One issue that is often unclear in the indemnification section of the merger agreement is whether attorneys’ fees incurred by a buyer related to a claim constitute damages. Most merger agreements are clear that when the buyer controls an indemnifiable third-party dispute, any legal fees reasonably incurred are recoverable from the escrow. However, there are other situations that often are not addressed, such as whether the buyer’s legal fees are recoverable when:
- The shareholder representative controls a third-party claim but the buyer chooses to retain separate counsel.
- The underlying third-party claim has no merit and/or results in no liability.
- There is no dispute over indemnification for a direct claim (e.g., when the parent company has outside counsel submit its claim for indemnification and claims fees for preparation of the claim).
- The claim is not subject to indemnification under the terms of the merger agreement.
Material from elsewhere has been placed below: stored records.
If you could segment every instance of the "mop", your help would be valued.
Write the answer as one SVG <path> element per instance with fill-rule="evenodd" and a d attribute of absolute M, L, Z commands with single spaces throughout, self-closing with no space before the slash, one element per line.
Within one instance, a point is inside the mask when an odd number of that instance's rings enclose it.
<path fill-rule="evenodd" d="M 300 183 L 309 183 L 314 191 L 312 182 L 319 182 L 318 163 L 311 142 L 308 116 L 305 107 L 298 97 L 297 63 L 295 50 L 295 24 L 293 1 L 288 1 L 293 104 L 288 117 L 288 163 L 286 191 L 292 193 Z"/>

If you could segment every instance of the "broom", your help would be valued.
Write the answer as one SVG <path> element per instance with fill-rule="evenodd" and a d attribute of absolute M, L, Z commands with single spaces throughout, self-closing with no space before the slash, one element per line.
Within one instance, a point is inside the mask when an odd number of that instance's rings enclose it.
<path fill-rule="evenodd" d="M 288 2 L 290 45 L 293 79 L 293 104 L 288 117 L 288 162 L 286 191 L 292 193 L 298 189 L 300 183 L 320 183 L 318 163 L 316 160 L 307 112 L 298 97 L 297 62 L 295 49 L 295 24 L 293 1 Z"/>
According to the 2018 SRS Acquiom M&A Claims Study, 20% of all claims relate to the buyer looking to recover fees and expenses incurred in connection with the issue rather than losses related to the issue itself. Therefore, these scenarios are not uncommon. These requests for reimbursement of fees can be difficult for selling shareholders to accept intellectually because shareholders may not understand why they need to pay for an attorney if, for instance, the claim is simply accepted or if no representation or warranty has been breached. In those situations, the sellers will either say that the attorney wasn’t necessary because there was no dispute or there is no indemnifiable issue. Buyers, on the other hand, may assert that they have spent real dollars on a matter related to the merger and should be made whole.
20% of all claims relate to the buyer looking to recover fees and expenses incurred in connection with the issue rather than losses related to the issue itself.
Sellers may also want legal expenses incurred by the shareholder representative to be construed as damages and therefore be paid out of the escrow fund. Absent specific language authorizing these types of payments, buyers will rarely agree, which is why establishing a robust expense fund or clear mechanism for payment of these fees out of escrow is important. If there is a lack of clarity on these issues, it often creates a secondary dispute that could have been avoided by addressing these scenarios in drafting.